Nel though took, what was considered to be, the easy way out by joining the police as a 19 year-old. Considered easy because compared to the army, policemen only had six months of training before being deployed in “hotspots”- the black townships. “At that age I just wanted to get out of the system,” Nel says but he stayed on.

Seeing action
As a policeman, he was trained in riot control, although he admits that he and other policemen were afraid of riotous crowds in the townships. The police realised how powerless they were in the face of widespread anger at the death of ANC leader Chris Hani who was assassinated in 1993, an event that brought South Africa on the brink of a civil war. “For a week, while the country mourned his death, it exploded,” says Nel of a time when South Africa held its collective breath, fearing for the worst possible outcome.

Crossing the Rubicon
“For me things started to change when I had to work with black people, as an equal,” he says of the time he spent working in South Africa’s VIP protection unit. Having been a racist, by circumstance, all his life the new challenge was both frustrating and a revelation to Nel.
“I had been in the Presidential Guard previously, which was all-white. I told my mother that they wanted me to work with black people.
“I never dealt with them on an equal footing. I did not understand them. Never had I interacted with my black colleagues but realised that they had lives each time I took them home at night or fetched them in the morning,” he says on realising that black people actually lived normal lives.

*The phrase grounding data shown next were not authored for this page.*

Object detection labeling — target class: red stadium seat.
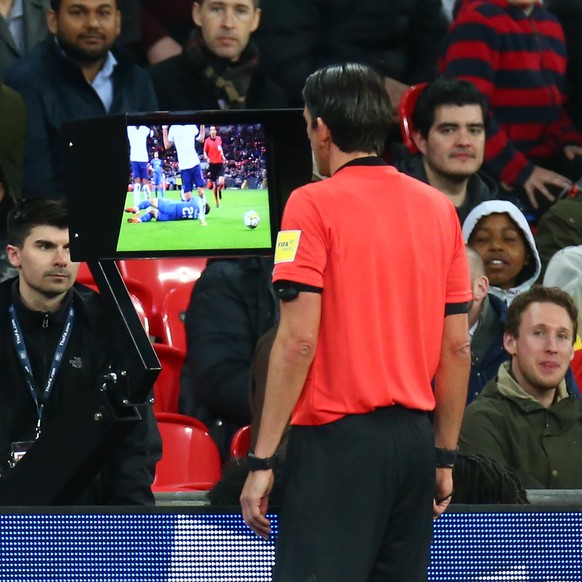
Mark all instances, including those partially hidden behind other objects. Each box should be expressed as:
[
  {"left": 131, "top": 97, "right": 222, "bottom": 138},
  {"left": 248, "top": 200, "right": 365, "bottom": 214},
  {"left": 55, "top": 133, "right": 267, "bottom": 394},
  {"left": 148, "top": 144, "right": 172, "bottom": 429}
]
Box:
[
  {"left": 152, "top": 343, "right": 185, "bottom": 413},
  {"left": 161, "top": 282, "right": 195, "bottom": 352},
  {"left": 398, "top": 82, "right": 428, "bottom": 155},
  {"left": 156, "top": 411, "right": 209, "bottom": 432},
  {"left": 229, "top": 424, "right": 251, "bottom": 459},
  {"left": 76, "top": 262, "right": 98, "bottom": 291},
  {"left": 117, "top": 258, "right": 207, "bottom": 341},
  {"left": 130, "top": 293, "right": 150, "bottom": 337},
  {"left": 75, "top": 264, "right": 150, "bottom": 334},
  {"left": 153, "top": 412, "right": 222, "bottom": 492}
]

Breaking down the stereotype
At this point questions started to rear in the back of his head. “Maybe I can eat with them.” He says that white parents were never racist but taught their children to live within the system and not to oppose it. Nel says: “People in South Africa hated each other because their lives were closed off to one another.

Madiba Magic
One night while providing protection to the country’s new leadership, Nel and his colleagues were shocked when President Nelson Mandela thanked each one of them with a handshake. This was for the service they had provided and the sacrifice of being away from the families. “In all the years that I’ve guarded the Apartheid leaders, I never saw such a gesture,” says Nel.

Recovering racist?
Nel says that for him racism is like alcoholism, “You’re never cured; the slightest provocation brings out that bad side. Like for instance when a black taxi driver swerves in front of me without signaling.” For him though this is the constant conflict in his head.

Coming Out
While he served in the police in the early 1990s, Nel also came out about his homosexuality. “After coming out of Police College I regularly frequented gay bars but I was careful, police who were found out to be gay were subject to ‘indoctrination’.

Changing uniform
Now that he’s changed his police uniform for civilian clothing, people in the township perceive him differently. Fear and loathing has been replaced by acceptance in these places which were once urban battlegrounds. “People, in the townships, are now actually talking to me where in the past they would look at me with mistrust,” says Nel.